If the people inside #MeToo think it’s a man-hating movement, that’s one thing. It’s when the people outside of it think it’s just another man-hating movement, particularly the ones who aren’t Mens Rights Activists, they’re just everyday people who have the privilege of not needing to get it. Well, I’m sorry, today I don’t have time. Because I’ve spent too much time caring about not seeming like a “Man Hater” when in reality, it was a man who handed me my membership to #MeToo so I have the right to be a bit wary of other men who might seek to reinforce that membership. I’ve spent too much time adding disclaimers to make sure people know that I know that there are millions of men who haven’t ever and would never do anything like that to another person. Just because that’s true, it doesn’t mean we don’t have the right to say our piece about that man or those men who did do that, will do that, and are probably doing it right now. Not like they’re a different species – they’re just men. All mixed in together with those who do and those who don’t, and none of them with a badge to help us spot the difference. I will reiterate again that I know it is not just men. The abusive women don’t wear badges either, but my point is that just because we’re speaking out against the men who do, doesn’t mean we’re hating on the men who don’t.

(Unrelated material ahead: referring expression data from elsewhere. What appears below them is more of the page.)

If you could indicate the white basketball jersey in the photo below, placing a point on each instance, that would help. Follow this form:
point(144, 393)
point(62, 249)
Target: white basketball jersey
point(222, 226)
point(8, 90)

Until you’ve felt that very particular rage that the actions of one person can cause such a far-reaching impact, you don’t get to turn round and accuse us of indiscriminate man-hating.
If someone (of any gender) has steeled themselves to speak on social media about their experience of #MeToo and you haven’t had that experience, sit down, shut up and listen. Listen to them and you might just find that they are not man haters. Listen to them, and worry about them rather than the men who may have had their feelings hurt by a movement that doesn’t exist just to wound their pride.

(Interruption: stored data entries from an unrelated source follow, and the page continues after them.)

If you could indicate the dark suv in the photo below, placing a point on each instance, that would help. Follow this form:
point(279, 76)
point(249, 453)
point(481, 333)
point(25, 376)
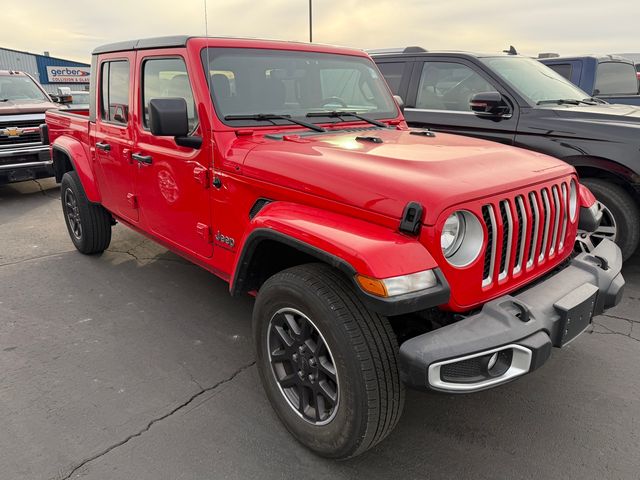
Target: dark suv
point(519, 101)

I don’t care because I Am Worn Down by all the caring.
This will undoubtedly spark a few “you should just not read this stuff“, or “you’re just looking at the negatives” or some other equally nonsensical platitudes being sent my way. Please see my original point about the scale of #MeToo, I’d have to be hiding under a rock not to hear about it. More importantly, that is not my point. #MeToo being an unavoidably big thing is not the problem, it’s great (unless you are triggered by it, I have been there and I’m sorry that you are having to go through it). It being a big thing that will fade away into the ether after a week or two with no discernible improvement to the rates of assault or the experiences of assault survivors is not. Excuse me if I don’t hold out hope that retweeting a hashtag will give women’s charities more funding, or improve the likelihood of rape convictions or give me more confidence to walk around in the dark; and please excuse me further for feeling worn down by how much that bothers me.
I don’t care about #MeToo because I’m part of #MeToo, part of #YesAllWomen, part of the ‘1 in 3’ or ‘1 in 4’ or ‘1 in 5’, whatever way you want to cut the statistics. As sorry as I might be to say it or write it, being part of #MeToo puts me in a position to tell you that #MeToo will not change a damn thing.